尖吻鱸疱疹病毒之接種使用如實例5中所描述之程序進行。感染後第4天觀測到100% CPE。
Vaccination with barramundi herpes virus was performed using the procedure described in Example 5. 100% CPE was observed on day 4 post infection.
實例8:額外新穎之病毒株Example 8: Additional novel virus strains
自不同於指標性養魚場之養魚場獲得病魚之樣品,其中觀測到尖吻鱸疱疹病毒感染之臨床症狀。然而,使用描述於實例2中之引子組2(SEQ ID NO:17與SEQ ID NO:18)之PCR分析得到陰性PCR結果。作為替代方案,使用基於聚合酶(ORF21)及末端酶(ORF 37)序列設計之引子組用於PCR,其中ORF具有與其他異疱疹病毒科相比相對高水準之胺基酸保守。用於PCR之引子呈現於表2d及表2e中。

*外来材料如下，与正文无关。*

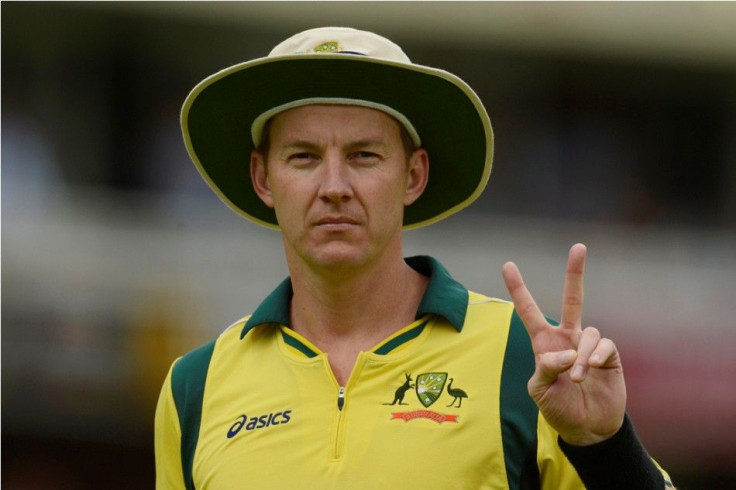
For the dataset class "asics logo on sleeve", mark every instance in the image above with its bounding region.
[227,410,291,439]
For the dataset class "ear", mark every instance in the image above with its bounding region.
[404,148,429,206]
[250,150,273,208]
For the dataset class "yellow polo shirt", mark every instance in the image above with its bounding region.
[155,257,664,490]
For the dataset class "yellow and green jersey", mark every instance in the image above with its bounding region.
[155,257,660,490]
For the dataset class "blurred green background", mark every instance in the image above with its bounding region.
[2,2,736,489]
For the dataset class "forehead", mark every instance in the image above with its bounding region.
[270,104,400,139]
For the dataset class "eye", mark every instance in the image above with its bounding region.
[350,151,381,165]
[286,151,317,167]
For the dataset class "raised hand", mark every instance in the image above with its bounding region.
[502,244,626,446]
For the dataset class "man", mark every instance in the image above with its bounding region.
[156,28,671,489]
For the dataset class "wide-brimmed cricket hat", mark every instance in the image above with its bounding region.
[181,27,493,229]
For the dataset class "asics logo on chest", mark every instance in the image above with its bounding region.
[227,410,291,439]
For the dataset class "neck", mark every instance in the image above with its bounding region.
[290,249,428,351]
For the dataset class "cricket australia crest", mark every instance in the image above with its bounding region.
[415,373,447,408]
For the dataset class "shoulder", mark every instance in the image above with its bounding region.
[171,316,249,394]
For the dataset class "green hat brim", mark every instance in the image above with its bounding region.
[181,54,493,229]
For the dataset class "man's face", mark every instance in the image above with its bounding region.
[251,105,428,269]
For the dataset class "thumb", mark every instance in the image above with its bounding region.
[528,349,578,400]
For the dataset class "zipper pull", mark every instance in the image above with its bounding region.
[337,386,345,411]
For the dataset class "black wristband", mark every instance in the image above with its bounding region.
[557,415,665,490]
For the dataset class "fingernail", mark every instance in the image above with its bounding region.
[557,351,572,365]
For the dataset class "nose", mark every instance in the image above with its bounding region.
[319,156,353,203]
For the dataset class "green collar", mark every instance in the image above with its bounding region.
[240,256,468,339]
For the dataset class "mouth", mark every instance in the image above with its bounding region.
[314,216,358,230]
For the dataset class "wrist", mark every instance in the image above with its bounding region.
[557,416,665,490]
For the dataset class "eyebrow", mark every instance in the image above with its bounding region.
[279,138,386,152]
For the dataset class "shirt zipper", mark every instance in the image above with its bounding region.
[332,386,345,459]
[337,386,345,412]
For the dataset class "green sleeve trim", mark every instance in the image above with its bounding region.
[500,310,539,490]
[171,340,215,490]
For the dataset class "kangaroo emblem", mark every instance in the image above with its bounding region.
[384,374,414,405]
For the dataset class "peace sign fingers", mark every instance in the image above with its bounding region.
[560,243,587,330]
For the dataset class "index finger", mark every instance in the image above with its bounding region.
[560,243,587,329]
[501,262,547,336]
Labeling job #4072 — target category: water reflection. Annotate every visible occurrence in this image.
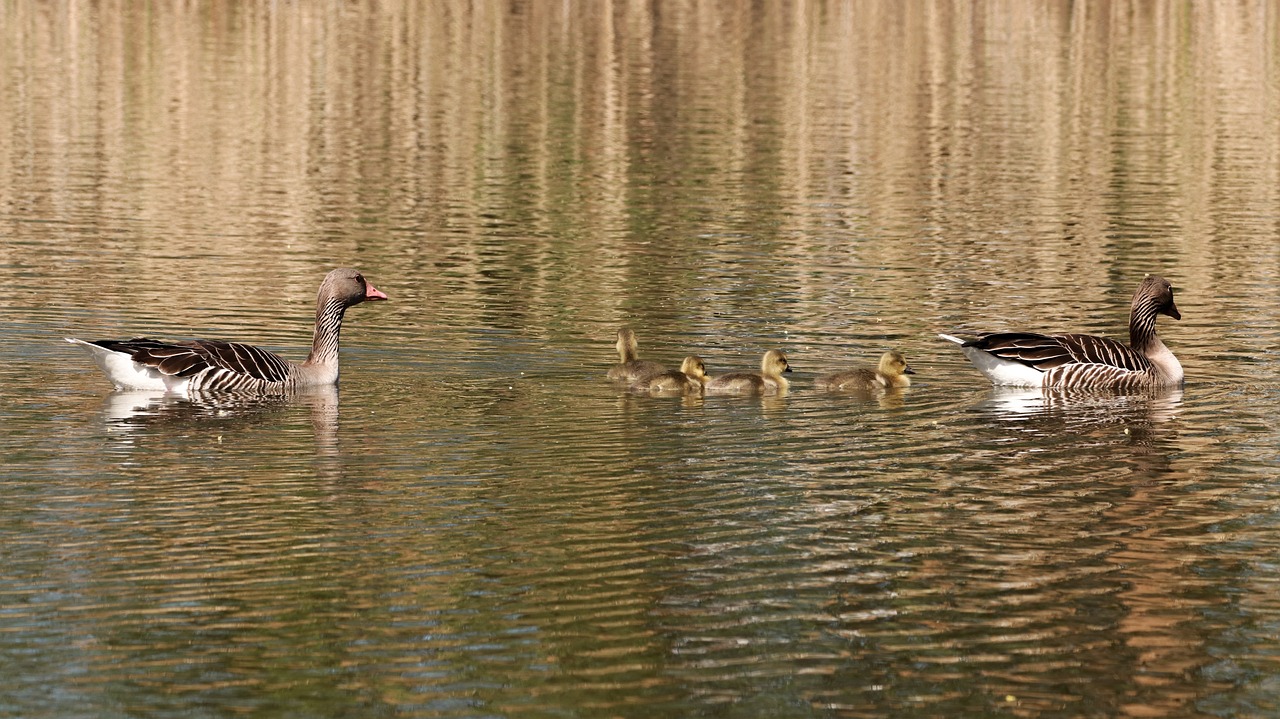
[973,388,1183,424]
[102,386,338,455]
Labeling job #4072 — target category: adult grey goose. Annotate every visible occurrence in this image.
[938,275,1184,390]
[65,269,387,394]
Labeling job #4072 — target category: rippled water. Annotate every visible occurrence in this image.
[0,1,1280,716]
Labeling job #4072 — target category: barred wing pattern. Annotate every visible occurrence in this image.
[964,333,1153,389]
[92,338,293,390]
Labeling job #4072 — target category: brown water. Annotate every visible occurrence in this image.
[0,0,1280,718]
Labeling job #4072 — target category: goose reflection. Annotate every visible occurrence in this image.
[102,385,338,454]
[973,388,1183,444]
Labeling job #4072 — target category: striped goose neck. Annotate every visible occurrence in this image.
[306,297,347,365]
[1129,297,1161,354]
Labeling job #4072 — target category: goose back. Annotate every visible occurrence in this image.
[940,275,1184,389]
[67,267,387,394]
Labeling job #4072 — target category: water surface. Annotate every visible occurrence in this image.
[0,1,1280,716]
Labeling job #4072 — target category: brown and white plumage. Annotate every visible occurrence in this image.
[65,269,387,394]
[608,328,667,383]
[940,275,1184,389]
[631,354,707,394]
[813,349,915,391]
[707,349,791,394]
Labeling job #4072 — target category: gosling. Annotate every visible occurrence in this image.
[608,328,667,383]
[813,351,915,391]
[631,354,707,394]
[707,349,791,394]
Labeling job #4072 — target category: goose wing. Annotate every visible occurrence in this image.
[963,333,1151,372]
[93,336,289,383]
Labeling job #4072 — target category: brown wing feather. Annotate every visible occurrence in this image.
[93,338,289,383]
[965,333,1149,372]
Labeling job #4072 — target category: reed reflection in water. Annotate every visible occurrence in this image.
[0,0,1280,716]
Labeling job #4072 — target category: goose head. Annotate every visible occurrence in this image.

Samples of diseased fish were obtained from fish farms other than the index fish farm in which clinical signs of herpes virus infection in barramundi were observed. However, PCR analysis using primer set 2 (SEQ ID NO: 17 and SEQ ID NO: 18) described in Example 2 gave negative PCR results. As an alternative, primer sets designed based on polymerase (ORF21) and endase (ORF 37) sequences were used for PCR, where ORFs have a relatively high level of amino acid conservation compared to other isoherpesviridae . Primers used for PCR are presented in Table 2d and Table 2e.
此等PCR得到陽性結果。對末端酶PCR片段進行定序,且顯示出與呈現於SEQ ID NO:1中之尖吻鱸疱疹病毒之序列具有97%一致性。SEQ ID NO:29呈現如SEQ ID NO:1中所呈現之LCHV之末端酶PCR的PCR產物。SEQ ID NO:30呈現自不同於指標性養魚場之養魚場獲得的LCHV之末端酶PCR之PCR產物。得出結論,疾病之爆發係由另一LCHV株引起。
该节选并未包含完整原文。